Demam Emas di Lombok
Pertambangan emas ilegal di Lombok menjamur. Meski membantu perekonomian warga setempat, dampak negatifnya pun tidak sedikit bagi masyarakat dan lingkungan.
Memburu emas
Booming emas di pulau Lombok telah secara radikal mengubah perekonomian wilayah yang pernah bergantung pada sektor perikanan dan pertanian itu. Industri yang berkembang ini membantu penduduk setempat seperti Rizki (foto) dalam mencari nafkah. Di tokonya, perhiasan emas dijual sekitar 250.000 rupiah per gram.
Substansi berbahaya
Meskipun penggunaan merkuri dalam penambangan emas tergolong sebagai aktivitas ilegal di Indonesia, masih saja orang-orang menggunakannya secara rutin untuk mengekstraksi emas di Lombok. Setiap tahun, puluhan ton merkuri terlepas ke alam. Pemakaian merkuri adalah tahap yang paling berbahaya dari proses pertambangan, karena merkuri dapat terserap ke dalam tubuh.
Menggali bukit
Di bukit di Sekotong ini, penuh dengan galian lubang pertambangan. Gubuk kecil yang ditutupi dengan terpal biru menandai pintu masuk ke terowongan di lereng ini, yang terletak di dekat desa Pelangan. Ratusan meter dari lorong-lorong yang digali dengan tangan dan peralatan seadanya, tanpa menggunakan teknik pertambangan.
Hidup di pertambangan
Menggunakan pahat kecil, penambang bernama Saiful, berusia 48 tahun, menghabiskan hari-harinya mengisi tas dengan bijih mentah. "Saya mulai kerja pada pagi hari dan saya tidak berhenti bekerja sampai matahari terbenam," katanya. "Semakin banyak tas ynag Anda isi, semakin ingin terus rasanya menggali´, karena Anda tidak tahu berapa banyak emas akan berada dalam satu tas."
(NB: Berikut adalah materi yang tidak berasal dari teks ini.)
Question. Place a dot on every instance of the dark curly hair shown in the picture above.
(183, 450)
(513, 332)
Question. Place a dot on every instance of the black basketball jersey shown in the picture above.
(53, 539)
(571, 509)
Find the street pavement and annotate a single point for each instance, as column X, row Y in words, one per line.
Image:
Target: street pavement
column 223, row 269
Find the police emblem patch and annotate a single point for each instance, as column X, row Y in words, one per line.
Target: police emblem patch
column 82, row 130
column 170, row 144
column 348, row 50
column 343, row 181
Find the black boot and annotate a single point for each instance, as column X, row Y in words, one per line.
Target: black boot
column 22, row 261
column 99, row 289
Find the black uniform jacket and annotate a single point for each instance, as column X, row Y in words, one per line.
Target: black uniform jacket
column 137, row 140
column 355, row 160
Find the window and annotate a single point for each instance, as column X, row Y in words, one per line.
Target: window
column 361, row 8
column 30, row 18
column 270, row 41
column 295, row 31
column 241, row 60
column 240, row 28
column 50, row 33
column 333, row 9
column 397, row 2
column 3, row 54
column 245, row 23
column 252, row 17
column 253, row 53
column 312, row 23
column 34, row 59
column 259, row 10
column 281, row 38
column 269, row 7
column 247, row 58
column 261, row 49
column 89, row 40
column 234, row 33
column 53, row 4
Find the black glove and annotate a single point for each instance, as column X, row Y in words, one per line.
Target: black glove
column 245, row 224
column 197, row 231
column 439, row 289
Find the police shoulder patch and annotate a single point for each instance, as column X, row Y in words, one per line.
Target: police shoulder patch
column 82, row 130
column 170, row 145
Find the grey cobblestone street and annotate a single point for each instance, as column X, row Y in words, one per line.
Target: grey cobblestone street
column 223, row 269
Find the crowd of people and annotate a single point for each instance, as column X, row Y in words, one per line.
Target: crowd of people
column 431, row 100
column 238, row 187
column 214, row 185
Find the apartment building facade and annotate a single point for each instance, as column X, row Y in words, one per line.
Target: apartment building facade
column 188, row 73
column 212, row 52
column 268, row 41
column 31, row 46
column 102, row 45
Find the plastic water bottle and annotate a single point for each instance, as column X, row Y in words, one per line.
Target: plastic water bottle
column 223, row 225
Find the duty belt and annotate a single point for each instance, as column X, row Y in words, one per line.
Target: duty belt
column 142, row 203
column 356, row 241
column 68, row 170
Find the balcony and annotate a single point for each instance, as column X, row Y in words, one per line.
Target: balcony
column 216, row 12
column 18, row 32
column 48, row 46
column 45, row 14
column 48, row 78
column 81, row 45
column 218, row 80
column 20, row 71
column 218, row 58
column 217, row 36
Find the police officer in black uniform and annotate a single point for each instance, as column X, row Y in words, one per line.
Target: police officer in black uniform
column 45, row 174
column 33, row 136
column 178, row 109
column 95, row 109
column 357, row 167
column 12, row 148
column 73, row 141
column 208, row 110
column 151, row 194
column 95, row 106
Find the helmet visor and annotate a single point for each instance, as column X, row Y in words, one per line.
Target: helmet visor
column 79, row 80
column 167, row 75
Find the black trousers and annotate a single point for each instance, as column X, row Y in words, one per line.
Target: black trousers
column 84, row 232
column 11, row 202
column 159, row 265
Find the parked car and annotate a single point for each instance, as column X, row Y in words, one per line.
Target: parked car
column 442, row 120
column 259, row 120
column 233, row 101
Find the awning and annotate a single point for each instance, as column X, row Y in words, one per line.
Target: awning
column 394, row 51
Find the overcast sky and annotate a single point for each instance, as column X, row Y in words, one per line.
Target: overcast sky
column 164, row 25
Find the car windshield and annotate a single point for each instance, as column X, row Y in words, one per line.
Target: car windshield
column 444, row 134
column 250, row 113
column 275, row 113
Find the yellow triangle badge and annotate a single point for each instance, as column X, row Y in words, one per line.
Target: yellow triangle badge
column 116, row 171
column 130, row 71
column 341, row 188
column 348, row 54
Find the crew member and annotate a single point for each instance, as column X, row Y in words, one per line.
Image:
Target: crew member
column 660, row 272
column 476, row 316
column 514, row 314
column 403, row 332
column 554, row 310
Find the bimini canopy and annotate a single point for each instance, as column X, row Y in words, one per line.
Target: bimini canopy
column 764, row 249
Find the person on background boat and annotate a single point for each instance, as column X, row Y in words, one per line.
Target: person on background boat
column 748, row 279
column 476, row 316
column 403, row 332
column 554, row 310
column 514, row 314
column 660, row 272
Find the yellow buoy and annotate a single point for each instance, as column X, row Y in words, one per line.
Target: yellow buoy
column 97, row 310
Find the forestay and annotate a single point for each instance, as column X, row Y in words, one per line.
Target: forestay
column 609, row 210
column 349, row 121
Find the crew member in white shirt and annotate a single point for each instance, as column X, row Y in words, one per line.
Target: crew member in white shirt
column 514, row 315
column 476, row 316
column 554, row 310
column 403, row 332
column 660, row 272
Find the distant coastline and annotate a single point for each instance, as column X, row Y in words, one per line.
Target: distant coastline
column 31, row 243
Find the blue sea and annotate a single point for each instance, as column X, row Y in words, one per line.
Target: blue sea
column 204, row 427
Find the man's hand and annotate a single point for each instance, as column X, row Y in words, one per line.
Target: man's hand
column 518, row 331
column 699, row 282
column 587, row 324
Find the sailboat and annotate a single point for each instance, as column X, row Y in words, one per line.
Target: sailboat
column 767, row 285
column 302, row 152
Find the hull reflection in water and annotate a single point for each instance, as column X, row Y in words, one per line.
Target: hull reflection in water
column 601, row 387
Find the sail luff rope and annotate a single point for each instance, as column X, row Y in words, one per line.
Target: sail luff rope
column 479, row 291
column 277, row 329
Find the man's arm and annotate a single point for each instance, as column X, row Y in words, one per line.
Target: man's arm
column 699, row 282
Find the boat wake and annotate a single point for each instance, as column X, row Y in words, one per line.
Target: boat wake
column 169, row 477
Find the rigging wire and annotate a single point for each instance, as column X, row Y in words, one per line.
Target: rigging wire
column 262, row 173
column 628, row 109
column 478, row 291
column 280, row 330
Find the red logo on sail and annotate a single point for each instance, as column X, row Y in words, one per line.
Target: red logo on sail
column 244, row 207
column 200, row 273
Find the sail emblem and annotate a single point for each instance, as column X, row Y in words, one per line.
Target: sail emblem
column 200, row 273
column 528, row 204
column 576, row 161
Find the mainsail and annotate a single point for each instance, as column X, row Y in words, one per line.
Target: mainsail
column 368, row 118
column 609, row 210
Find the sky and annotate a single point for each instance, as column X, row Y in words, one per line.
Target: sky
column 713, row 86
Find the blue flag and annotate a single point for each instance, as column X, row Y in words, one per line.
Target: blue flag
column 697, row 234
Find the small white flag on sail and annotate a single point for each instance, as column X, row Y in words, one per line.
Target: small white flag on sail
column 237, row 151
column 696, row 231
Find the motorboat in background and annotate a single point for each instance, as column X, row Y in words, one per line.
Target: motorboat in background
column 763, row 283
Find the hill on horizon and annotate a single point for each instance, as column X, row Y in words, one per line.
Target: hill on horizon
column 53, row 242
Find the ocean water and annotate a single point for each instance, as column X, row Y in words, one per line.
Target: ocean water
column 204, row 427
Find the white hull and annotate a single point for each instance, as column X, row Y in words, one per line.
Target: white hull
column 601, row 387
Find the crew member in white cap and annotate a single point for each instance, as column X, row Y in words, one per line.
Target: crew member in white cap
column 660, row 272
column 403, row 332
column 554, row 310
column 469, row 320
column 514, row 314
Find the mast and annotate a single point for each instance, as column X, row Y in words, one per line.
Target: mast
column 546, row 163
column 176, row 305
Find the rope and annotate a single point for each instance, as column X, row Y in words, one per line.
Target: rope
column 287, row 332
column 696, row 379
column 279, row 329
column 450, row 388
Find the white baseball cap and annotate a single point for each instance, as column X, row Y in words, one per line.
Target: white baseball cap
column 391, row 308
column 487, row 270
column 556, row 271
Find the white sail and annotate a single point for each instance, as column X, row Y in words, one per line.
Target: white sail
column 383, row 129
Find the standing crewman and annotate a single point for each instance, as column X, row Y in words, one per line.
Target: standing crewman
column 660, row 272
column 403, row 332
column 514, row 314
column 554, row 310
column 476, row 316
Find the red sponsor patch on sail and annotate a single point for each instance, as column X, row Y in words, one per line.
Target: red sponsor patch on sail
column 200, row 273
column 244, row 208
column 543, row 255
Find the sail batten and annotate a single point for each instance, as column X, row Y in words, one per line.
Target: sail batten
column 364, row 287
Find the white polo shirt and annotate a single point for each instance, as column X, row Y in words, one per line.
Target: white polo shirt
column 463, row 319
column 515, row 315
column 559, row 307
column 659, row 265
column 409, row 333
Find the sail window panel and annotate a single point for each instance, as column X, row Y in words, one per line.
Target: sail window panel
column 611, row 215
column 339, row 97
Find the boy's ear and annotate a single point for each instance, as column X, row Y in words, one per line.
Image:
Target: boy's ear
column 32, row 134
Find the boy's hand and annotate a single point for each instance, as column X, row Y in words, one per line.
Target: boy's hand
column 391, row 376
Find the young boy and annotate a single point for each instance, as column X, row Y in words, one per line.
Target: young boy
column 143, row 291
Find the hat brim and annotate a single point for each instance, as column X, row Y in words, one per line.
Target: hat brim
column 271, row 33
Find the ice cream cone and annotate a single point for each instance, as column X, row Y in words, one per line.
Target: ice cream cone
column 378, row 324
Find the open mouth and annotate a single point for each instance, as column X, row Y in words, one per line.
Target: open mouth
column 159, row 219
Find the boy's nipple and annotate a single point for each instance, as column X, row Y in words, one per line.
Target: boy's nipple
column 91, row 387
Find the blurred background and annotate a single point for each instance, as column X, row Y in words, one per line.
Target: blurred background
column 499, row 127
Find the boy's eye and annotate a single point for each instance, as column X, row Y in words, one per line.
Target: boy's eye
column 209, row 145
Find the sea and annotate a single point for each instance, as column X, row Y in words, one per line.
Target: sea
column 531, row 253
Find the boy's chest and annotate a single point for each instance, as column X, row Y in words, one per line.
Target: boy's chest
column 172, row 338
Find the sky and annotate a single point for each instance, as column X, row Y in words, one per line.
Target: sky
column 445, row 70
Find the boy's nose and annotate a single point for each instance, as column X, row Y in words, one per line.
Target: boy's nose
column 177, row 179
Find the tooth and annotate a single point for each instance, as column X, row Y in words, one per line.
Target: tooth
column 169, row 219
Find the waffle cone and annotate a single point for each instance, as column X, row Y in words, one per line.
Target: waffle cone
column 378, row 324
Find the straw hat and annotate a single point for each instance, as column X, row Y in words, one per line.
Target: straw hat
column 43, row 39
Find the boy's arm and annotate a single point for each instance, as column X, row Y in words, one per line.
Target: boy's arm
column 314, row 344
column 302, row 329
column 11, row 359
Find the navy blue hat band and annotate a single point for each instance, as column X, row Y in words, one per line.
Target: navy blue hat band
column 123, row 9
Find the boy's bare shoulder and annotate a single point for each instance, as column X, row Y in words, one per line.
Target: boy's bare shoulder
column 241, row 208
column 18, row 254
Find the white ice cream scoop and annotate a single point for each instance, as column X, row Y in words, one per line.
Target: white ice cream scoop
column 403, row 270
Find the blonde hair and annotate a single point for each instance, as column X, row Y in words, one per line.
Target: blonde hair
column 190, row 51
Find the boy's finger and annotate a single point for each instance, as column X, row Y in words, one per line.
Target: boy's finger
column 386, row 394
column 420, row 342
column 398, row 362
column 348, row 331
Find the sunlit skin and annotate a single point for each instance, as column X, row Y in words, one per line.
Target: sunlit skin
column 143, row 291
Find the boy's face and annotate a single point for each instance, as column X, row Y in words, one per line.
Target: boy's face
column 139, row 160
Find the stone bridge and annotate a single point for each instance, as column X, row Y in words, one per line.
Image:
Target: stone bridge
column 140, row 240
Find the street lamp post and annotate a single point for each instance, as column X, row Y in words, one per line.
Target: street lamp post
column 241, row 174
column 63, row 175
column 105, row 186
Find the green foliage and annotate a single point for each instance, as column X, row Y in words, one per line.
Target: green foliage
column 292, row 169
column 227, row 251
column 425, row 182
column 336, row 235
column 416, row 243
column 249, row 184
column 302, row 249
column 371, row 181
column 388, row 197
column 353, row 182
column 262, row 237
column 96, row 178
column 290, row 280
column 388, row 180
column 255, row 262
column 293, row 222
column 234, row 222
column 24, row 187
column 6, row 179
Sempitnya terowongan galian
Terowongan hanya cukup memungkinkan seorang pria untuk merangkak ketika melaluinya. "Kadang-kadang, ketika kita menggali terowongan, sudah ada seorang teman lain di jalur terowongan, jadi kami harus mundur sedikit dan mulai menggali ke arah lain," kata Saiful. Satu-satunya cahaya berasal dari senter dikenakan oleh para penambang di kepala. Suhu di sini bisa mencapai 38 derajat Celcius.
Harapan emas
Banyak keluarga miskin telah mencoba peruntungan dalam bisnis emas di Lombok. Di desa Pelangan, Dewi yang berusia 29 tahun mengekstrasi bijih dari penggilingan, setelah tiga jam menghancurkan bijih mentah dan mengubahnya menjadi lumpur. Penggiling disimpan di tempat yang sama di mana keluarga tidur, makan dan hidup. Anak Dewi, tiba di rumah dari sekolah, memperhatikan ibunya bekerja.
Bahaya Merkuri
Di desa lain yang disebut Telage Lebur, Mashur, berusia 18 tahun memisahkan lumpur dari merkuri yang terkait dengan emas. Dia telah bekerja sebagai penambang emas sejak berusia 14 tahun. Baik dia, atau keluarganya, sadar akan risiko merkuri cair. Merkuri dapat membahayakan saraf, pencernaan dan sistem kekebalan tubuh manusia, serta paru-paru , ginjal, kulit dan mata mereka.
Kontroversi sianida
Menggunakan sianida untuk mengekstrak emas dari bijih halus merupakan proses yang kontroversial, karena sianida adalah senyawa kimia yang sangat beracun. Di Desa Tawun, sedimen yang dicampur dengan air secara langsung akan berubah menjadi bubur lagi dan diproses.
Ongkos ekologis
Hutan gambut di sini tidak mampu menjadi perlindungan atau menjadi penghambat untuk mencegah pencemaran lingkungan. Air di pulau ini terkontaminasi dengan merkuri dan sianida, serta sangat beracun bagi satwa liar di daerah tersebut.
Mengorbankan kesehatan
Bahan kimia yang digunakan untuk menambang emas tidak hanya berbahaya bagi lingkungan - tapi juga menimbulkan risiko serius bagi kesehatan masyarakat di pulau itu. Agis, 12 tahun, berdiri di bekas tempat pabrik sianida di desa Gili. Sawah desa dan tanah yang tercemar oleh racun. Pada tahun 2012, konsentrasi merkuri di rambut Agis adalah dua kali lipat standar Organisasi Kesehatan Dunia.